We have monitored precipitation volume since 2004 with the USCRN. From 1988 to 2004 we used a mechanical weighing bucket rain gauge and from 1983-1988 we used the volume of precipitation in the precipitation collector used for chemistry monitoring. Data are available in hourly and daily increments and 5-minute increments from the USCRN.

Stream Temperature, Flow and Conductivity

Our stream gauging station is located on the East Branch of Wappinger Creek at a site called the Fern Glen where we monitor stream height, temperature and specific conductance. Data are logged every 15 minutes using a microcomputer called a datalogger. Using stream height measurements and an estimate of the cross-sectional area of the stream, we estimate the volume of water flowing in the stream. We have continuous data from 1993-present.

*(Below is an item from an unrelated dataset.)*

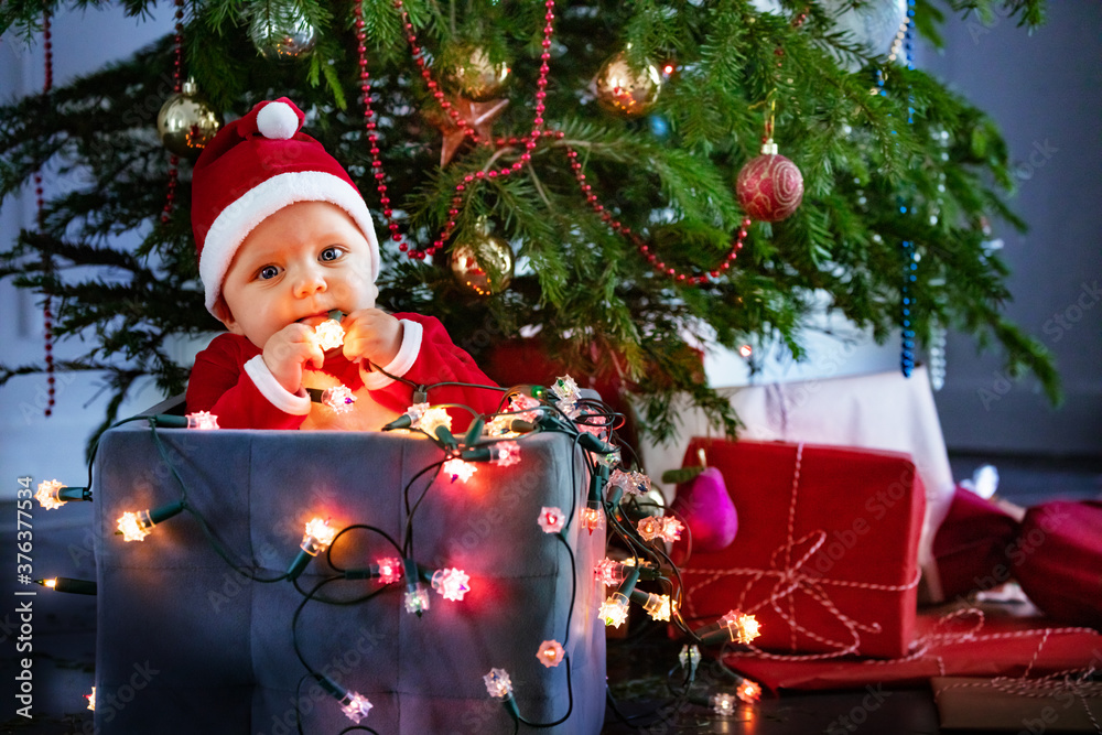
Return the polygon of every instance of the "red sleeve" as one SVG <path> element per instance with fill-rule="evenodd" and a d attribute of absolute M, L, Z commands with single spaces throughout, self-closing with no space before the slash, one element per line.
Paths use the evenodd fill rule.
<path fill-rule="evenodd" d="M 298 429 L 303 415 L 276 408 L 245 371 L 245 363 L 260 355 L 252 343 L 231 334 L 218 335 L 195 357 L 187 380 L 187 411 L 209 411 L 223 429 Z"/>
<path fill-rule="evenodd" d="M 440 320 L 421 314 L 395 314 L 395 317 L 415 322 L 422 329 L 421 349 L 413 365 L 401 376 L 404 380 L 418 386 L 432 386 L 436 382 L 497 386 L 478 369 L 471 355 L 455 346 Z M 404 411 L 413 402 L 413 388 L 403 380 L 398 380 L 385 388 L 372 390 L 371 396 L 396 411 Z M 500 399 L 499 390 L 467 386 L 441 386 L 429 390 L 429 403 L 461 403 L 471 407 L 476 413 L 493 413 L 497 410 Z M 464 431 L 471 423 L 472 414 L 468 411 L 449 409 L 447 412 L 452 417 L 452 428 L 455 432 Z"/>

Soil Moisture & the Freeze/Thaw State of Soil

The soil water content, soil temperature and the freeze/thaw state of soil are critical for understanding droughts, floods and movement of water through the landscape. In addition, production of CO2 from the earth’s surface is dependent on these key parameters. To understand these critical processes, we support colleagues from US Climate Reference Network, City University of New York NOAA Cooperative Remote Sensing Science and Technology, and the USDA ARS Hydrology and Remote Sensing Laboratory to monitor soil moisture and temperature at the landscape scale using sensors located at 8 sites within a 40 km grid square, including the Cary Institute.